In jsemple19/EMclassifieR: Classify DSMF data using the Expectation Maximisation algorithm

knitr::opts_chunk$set(echo = TRUE)
suppressMessages(library(EMclassifieR))
suppressMessages(library(ggplot2))

EM clustering demo

Setting up variables for clustering

Methylation matrix for clustering

We have a matrix of 20 reads with methylation positions +-250bp around TSS. Each row (r1-r20) is a single molecule (joined paired end reads) corresponding to the promoter in question in a particular cell. Each column indicates a position in the promoter relative to the TSS, and wherever a CG or GC motif appears in the promoter it is coloured as accessible/methylated (red) or protected/not-methylated (blue).

tablePath="csv/MatrixLog_relCoord_ampTSS.csv"
matTable<-read.csv(system.file("extdata", tablePath, package = "EMclassifieR",
                               mustWork=TRUE), stringsAsFactors=F)

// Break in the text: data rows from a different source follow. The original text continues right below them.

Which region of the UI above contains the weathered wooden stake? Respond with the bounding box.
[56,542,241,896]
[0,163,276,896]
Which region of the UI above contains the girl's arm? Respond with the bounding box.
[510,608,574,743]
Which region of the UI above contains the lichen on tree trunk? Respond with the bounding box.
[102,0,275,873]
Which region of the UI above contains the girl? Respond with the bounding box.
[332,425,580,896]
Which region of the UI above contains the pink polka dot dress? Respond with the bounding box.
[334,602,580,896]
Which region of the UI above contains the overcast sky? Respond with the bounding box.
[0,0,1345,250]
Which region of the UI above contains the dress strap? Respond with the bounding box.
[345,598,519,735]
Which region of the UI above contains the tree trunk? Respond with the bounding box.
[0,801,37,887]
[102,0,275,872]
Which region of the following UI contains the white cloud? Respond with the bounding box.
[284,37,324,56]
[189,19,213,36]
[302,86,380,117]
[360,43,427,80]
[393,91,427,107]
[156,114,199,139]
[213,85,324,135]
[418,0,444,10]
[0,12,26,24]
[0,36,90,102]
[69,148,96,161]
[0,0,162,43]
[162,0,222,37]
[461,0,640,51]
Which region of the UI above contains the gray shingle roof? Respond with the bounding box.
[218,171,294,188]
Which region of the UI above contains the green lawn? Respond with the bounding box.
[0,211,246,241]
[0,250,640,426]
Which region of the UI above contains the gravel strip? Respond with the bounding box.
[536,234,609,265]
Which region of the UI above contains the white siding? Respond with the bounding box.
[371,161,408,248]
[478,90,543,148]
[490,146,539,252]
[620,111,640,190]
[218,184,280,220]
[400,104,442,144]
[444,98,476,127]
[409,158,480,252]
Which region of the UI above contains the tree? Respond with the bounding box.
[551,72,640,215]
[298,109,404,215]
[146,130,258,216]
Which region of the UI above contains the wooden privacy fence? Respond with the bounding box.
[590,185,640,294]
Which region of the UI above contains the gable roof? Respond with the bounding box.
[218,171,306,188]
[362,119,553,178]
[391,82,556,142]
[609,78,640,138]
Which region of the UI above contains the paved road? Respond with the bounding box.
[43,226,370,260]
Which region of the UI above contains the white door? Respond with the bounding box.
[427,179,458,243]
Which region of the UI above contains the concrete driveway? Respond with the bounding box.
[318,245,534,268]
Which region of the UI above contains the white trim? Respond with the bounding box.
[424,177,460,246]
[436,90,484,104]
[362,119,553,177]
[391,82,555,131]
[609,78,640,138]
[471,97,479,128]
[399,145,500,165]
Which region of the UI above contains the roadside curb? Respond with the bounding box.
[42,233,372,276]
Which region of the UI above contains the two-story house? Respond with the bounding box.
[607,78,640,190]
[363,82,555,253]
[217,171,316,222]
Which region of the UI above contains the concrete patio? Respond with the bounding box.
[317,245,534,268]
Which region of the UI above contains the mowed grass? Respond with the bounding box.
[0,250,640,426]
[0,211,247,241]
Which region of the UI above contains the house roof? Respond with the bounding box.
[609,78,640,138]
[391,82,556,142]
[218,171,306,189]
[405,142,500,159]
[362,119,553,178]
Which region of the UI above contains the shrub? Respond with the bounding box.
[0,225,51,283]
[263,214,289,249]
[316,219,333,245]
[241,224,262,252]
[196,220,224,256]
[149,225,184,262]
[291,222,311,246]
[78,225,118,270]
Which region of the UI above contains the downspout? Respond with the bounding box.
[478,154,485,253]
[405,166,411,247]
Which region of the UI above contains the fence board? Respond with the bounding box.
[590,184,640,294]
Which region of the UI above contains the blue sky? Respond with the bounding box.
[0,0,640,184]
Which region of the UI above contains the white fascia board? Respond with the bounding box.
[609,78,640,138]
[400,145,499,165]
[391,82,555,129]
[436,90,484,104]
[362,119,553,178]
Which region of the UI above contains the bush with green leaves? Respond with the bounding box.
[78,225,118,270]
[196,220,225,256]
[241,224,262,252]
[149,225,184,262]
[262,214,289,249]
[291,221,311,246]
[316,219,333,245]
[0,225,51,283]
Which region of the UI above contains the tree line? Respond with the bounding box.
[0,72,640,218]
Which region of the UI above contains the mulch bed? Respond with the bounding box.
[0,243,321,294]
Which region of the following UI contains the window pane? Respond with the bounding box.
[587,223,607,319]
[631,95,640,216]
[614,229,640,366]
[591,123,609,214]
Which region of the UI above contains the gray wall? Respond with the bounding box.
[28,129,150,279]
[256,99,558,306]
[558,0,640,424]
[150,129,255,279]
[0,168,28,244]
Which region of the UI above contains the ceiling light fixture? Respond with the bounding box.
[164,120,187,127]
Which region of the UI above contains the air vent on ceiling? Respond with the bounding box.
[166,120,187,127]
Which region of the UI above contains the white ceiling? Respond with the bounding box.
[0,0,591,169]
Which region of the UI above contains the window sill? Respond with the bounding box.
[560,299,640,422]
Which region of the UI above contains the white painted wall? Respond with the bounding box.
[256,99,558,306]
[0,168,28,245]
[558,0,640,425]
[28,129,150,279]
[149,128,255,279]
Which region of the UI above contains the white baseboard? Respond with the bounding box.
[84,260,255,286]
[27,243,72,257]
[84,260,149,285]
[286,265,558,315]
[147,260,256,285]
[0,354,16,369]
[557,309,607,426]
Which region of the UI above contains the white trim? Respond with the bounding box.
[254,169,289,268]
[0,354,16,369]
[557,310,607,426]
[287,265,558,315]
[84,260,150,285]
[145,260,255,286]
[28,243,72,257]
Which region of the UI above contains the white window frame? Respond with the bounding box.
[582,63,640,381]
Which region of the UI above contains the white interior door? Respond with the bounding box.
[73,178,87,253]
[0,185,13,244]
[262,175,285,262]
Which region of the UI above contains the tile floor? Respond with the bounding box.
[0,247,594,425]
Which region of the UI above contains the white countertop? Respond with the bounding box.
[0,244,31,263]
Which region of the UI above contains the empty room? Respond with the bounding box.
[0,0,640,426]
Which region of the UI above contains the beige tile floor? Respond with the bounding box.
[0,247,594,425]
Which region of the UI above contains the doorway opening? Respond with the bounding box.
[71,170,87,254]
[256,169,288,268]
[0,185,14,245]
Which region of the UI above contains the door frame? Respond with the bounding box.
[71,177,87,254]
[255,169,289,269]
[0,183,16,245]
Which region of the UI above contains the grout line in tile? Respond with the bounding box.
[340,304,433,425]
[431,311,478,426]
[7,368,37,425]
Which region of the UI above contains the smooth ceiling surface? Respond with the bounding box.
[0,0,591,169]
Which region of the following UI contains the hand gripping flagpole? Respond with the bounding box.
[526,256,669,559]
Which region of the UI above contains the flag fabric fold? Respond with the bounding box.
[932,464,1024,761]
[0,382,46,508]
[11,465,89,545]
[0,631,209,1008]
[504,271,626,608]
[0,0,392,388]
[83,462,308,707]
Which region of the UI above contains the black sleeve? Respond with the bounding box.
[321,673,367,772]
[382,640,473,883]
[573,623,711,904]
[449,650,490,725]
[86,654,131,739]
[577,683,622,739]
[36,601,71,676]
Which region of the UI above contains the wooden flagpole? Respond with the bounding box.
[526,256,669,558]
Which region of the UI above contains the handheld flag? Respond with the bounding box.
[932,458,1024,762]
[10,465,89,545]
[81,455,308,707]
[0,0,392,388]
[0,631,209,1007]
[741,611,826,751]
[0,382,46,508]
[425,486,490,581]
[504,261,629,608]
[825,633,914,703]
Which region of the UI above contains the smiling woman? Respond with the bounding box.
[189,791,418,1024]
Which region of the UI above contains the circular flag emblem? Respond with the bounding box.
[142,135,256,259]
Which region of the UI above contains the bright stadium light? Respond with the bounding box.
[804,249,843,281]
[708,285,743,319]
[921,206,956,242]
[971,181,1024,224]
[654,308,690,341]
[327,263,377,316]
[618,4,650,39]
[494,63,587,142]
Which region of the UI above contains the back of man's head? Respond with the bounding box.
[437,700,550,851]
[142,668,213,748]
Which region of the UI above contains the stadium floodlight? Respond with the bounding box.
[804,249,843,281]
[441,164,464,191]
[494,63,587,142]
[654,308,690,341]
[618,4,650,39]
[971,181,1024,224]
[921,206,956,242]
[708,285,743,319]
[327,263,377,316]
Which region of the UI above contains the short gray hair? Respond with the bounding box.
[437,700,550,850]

dataMatrix<-readRDS(system.file("extdata", matTable$filename[1], package = "EMclassifieR", mustWork=TRUE))
dim(dataMatrix)
dataMatrix<-removeNArows(dataMatrix)
dim(dataMatrix)
#rownames(dataMatrix)<-paste0("r",1:dim(dataMatrix)[1])
set.seed(20201126)
colourChoice=list(low="blue", mid="white",high="red", bg="white", lines="black")
classCols=c("#D95F02","#1B9E77")


dm<-dataMatrix[sample(1:dim(dataMatrix)[1],20,replace=F),]
rownames(dm)<-paste0("r",1:dim(dm)[1])

#dm<-dm[sample(1:20,20),]

d<-tidyr::gather(as.data.frame(dm),key=position,value=methylation)
d$molecules<-seq_along(rownames(dm))
d$position<-as.numeric(d$position)

p<-ggplot2::ggplot(d,ggplot2::aes(x=position,y=molecules)) +
    ggplot2::geom_tile(ggplot2::aes(width=4,fill=methylation),alpha=0.8) +
    ggplot2::scale_fill_gradient2(low=colourChoice$low, mid=colourChoice$mid,
                                  high=colourChoice$high,
                                  midpoint=0.5,
                                  na.value=colourChoice$bg,
                                 breaks=c(0,1), labels=c("protected","accessible"),
                                 limits=c(0,1), name="dSMF\n\n") +
    ggplot2::theme_minimal() + xlim(c(-210,210)) + 
    ggplot2::theme(panel.grid.major = element_blank(), 
                         panel.grid.minor = element_blank(), 
                         panel.background = element_blank(), 
                         axis.line = element_blank(),
                   legend.position="none") + 
    ggplot2::annotate("text",x=-210,y=1:20,label=row.names(dm))
p

Binarising the matrix

To start, we must binarise the matrix. So any NAs (gaps in the plot), are randomly assigned to 0 or 1. Also any position that has a "fraction methylation" probability (from overlapping reads and GCG sites), is binarised to 0 or q with a probability proportional to the fraction methylation.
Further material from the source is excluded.